If you’ve kind of forgotten the New Orleans Saints big victory in the Super Bowl this year, the people of Opelousa did not. For starters, I noticed this sign on a local business window-
We happened to be camped close to Devery’s house where last night’s party was long, and joyous and loud. But we didn’t mind. So, today, we went to a local parade honoring Opelousas’ Native Son, Devery Henderson.
The admiring little kids, cheering their idol, were seeing the possibilities for their future as they watched Devery himself out on the street throwing beads to everyone.
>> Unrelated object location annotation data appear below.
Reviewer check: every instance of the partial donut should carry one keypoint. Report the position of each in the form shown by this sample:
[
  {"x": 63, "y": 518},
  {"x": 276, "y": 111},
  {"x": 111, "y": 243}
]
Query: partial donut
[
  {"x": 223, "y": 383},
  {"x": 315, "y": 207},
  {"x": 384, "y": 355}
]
He came up to an ederly woman sitting near us and placed beads around her neck. A talented player and a nice guy.
After the parade we ate at the Palace Cafe which is next door to Jim Bowie’s boyhood home. A 300 year old oak tree stands in front of the place and is known as the Jim Bowie Tree. I paced it off and the roots alone spread 30 feet along the sidewalk.
The visitor center has information about Bowie and his part in the battle at the Alamo.This set of knives, donated to their museum, was made from drawings of Bowie Knives. Jim’s brother developed the knives, Jim made them famous.
Yams are grown in this part of Louisiana and celebrated with a Yambili every October with music, a recipe contest and good food. Getting ready for it in Vieux Village, I admired these painted guitars.
The promised recipe from Tony Chachere’s book: Yam Candle Cakes
5 cups grated raw yams
4 1/2 cups sugar
1 tsp. vanilla
1 cup oil
4 eggs separated
1/2 tsp cinnaomon
2 1/2 tsps nutmeg
3 1/2 cups flour
2 tsps baking soda diluted with 2/3rds cup water
1 tsp. salt
2 cups chopped nuts
1/2 cup raisins
i cup cane syrup
1/2 cup coconut
8 to 10 empty soup cans.
Cook yams with 1 1/2 cups sugar about 3 minutes. Cool and add vanilla. Set aside. Cream remaining sugar with oil. Add egg yolks and spice. Sift some of the flour into a bowl and mix. Continue adding flour until all has been blended. Mix soda with water and add to batter along with salt, nuts, raisins, syrup and coconut.Stir in yam mixture. Beat egg whites and fold into batter. Pour batter into well greased cans, leaving 3/4 space for rising. Bake at 350* for one hour. Yields 60 servings.